In his first address on the subject at the U.N. General Assembly hall, Ban said he would emphasize the climate crisis with the leaders at a June meeting in Germany of the Group of Eight industrialized nations — Canada, France, Germany, Italy, Japan, Britain, the United States and Russia.
“The majority of the United Nations work still focuses on preventing and ending conflict,” Ban told an international U.N. school conference on global warming. “But the danger posed by war to all of humanity and to our planet is at least matched by the climate crisis and global warming.”
“In coming decades, changes in our environment and the resulting upheavals from droughts to inundated coastal areas to loss of arable land are likely to become a major driver of war and conflict,” said Ban, who became U.N. chief on Jan. 1.
Ban said the world needed a more coherent system of international environmental governance and that he hoped the United States would take the lead in looking toward the climate change fight beyond 2012 when the international Kyoto climate pact expires.
“I hope that United States, while they have taken their role in innovative technologies as well as promoting cleaner energies, will also take the lead in this very important and urgent issue,” Ban said.
Forecast for warmer century
Last month a U.N.-panel of 2,500 top climate scientists from more than 130 nations said mankind's carbon emissions are adding to the natural climate cycle, and predicted more droughts, heat waves and a slow rise in sea levels that could continue for more than 1,000 years even if those emissions were capped.
The panel’s report predicts a “best estimate” that temperatures would rise by between 3.2 and 7.8 Fahrenheit in the 21st century.
On Tuesday, a scientific panel reported to the United Nations that to head off the worst of climate change, governments must pour tens of billions of dollars more than they are into clean-energy research and enforce sharp rollbacks in fossil-fuel emissions.
The U.S. government's research spending, for one, should be "probably tripled or more," a panel leader said.
Ban has pledged to make climate change a top priority and said the United Nations is the natural arena to tackle the problem. He had considered a summit but his staff recently said this would not happen.

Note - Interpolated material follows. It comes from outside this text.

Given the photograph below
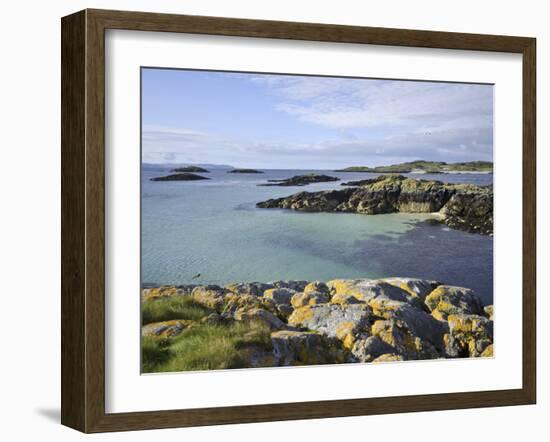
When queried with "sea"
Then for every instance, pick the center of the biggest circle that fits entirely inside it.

Instead the United Nations was preparing for a U.N. framework convention on climate change conference to be held in Bali, Indonesia, in December, Ban said.
The United States is the world’s top greenhouse gas emitter and accounts for about a quarter of the global total, ahead of China, Russia and India.
Thirty-five industrialized countries bound by the Kyoto treaty, which obliges average cuts in emissions of 5 percent below 1990 levels by 2008-12, account for just 30 percent of world emissions.
President Bush pulled out of Kyoto in 2001, saying that it would damage the U.S. economy and unfairly set no targets for developing nations. But in January he acknowledged climate change as a “serious challenge.”
Gore documentary invoked
Ban said the success of the Oscar-winning documentary “An Inconvenient Truth,” inspired by former U.S. Vice President Al Gore’s environmental campaign, showed “even among the broader public climate change is no longer an inconvenient issue — it is an inescapable reality.”
“I am encouraged to know that in the industrialized countries from which leadership is most needed, awareness is growing,” he said adding that the cost of inaction or delayed action exceeded the short-term investment needed.
“The world needs a more coherent system of international environmental governance,” Ban said. “Unfortunately my generation has been somewhat careless in looking after our one and only planet but I am hopeful that is finally changing.”